In The Virago Book of the Joy of Shopping which has arrived in the post today from my publisher. It contains, amongst many literary treats, an extract from my family memoir, Remind Me Who I Am Again, about a shopping trip with my mother when she was unable to remember who I was or how we were related but still managed to pick out a Ralph Lauren suit for herself.

Guilt


There is currently a riveting discussion on BBC Radio Four's In Our Time series about guilt* and particularly the difference between guilt cultures and shame cultures, which some say has a bearing on contemporary political disputes, particularly in the Middle East. The concept of honour and shame, in fact was a characteristic of much of the past European millenimum, particularly amongst the English upper classes, but was much pretty much left for dead on the killing fields of the Somme and Passchendale. Dulce et Decorum est Pro Patria Mori. You can hear it on the listen again link on the site or download a podcast.

* How many Jewish mothers does it take to change a light bulb? None, I'll just sit here alone the dark

What do these three men have in common?





A few years ago, I was having lunch at Moro in Clerkenwell Market with the then women's page editor of the Guardian. Sitting at the next table were a group of adoring acolytes hanging on the every word of a flat bloke with a blonde bristly head like a pig, dressed in combats encasing thighs which oozed like over-ripe Camembert sluggishly running off the edge of his chair.

That, said my lunch companion, is Alexander McQueen.

And a spasm of pure rage passed through me. Who was this fat bastard to tell women that they were obese if they couldn't fit into a size 10? To make clothes that half the population couldn't wear? I am tired of fat men telling non-skeletal women that they don't exist. Granted, McQueen, like Lagerfeld, with the assistance of the finest trainers money can buy and no obligation to prepare family meals three times a day, have slimmed down, or in the case of Lagerfeld, turned himself into his own corpse, but fashion is full of fat men (sorry Alber, I really love you in every other way) giving normal-sized women an inferiority complex.
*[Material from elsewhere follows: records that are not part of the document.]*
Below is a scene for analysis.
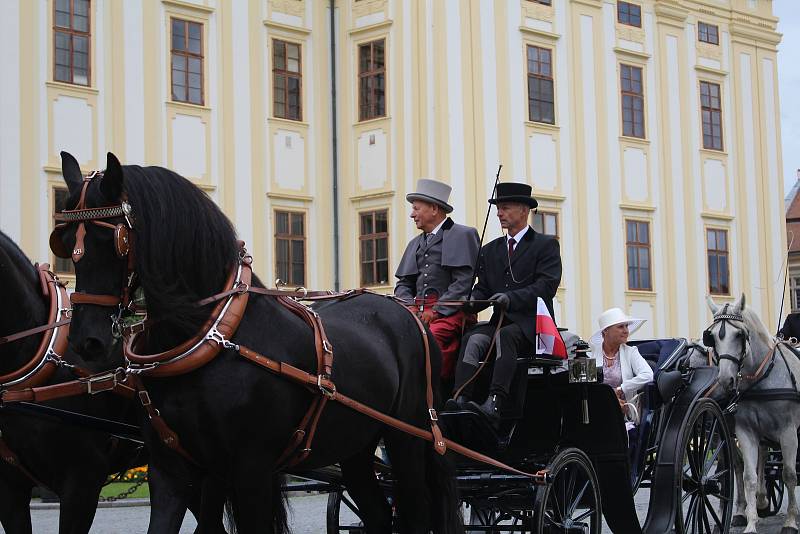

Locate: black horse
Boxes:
[0,232,146,534]
[56,153,463,533]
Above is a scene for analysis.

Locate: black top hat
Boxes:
[489,182,539,209]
I had my picture take a couple of weeks ago to go with a magazine piece I'm doing . There was a photographer, a picture editor, a make-up artist and the manager of Hobbs all involved in this operation, and after the make-up artist had bemoaned that she couldn't find a pair of trousers to fit her in Zara, the photographer said that one her friends was a plus-sized model. 'What's plus size?' I asked. It's size 12 (US8) she told me.

Myself, I'd put every man in fashion who weighs over 150 pounds on the Atkins diet. And don't come back until you can fit into skinny jeans.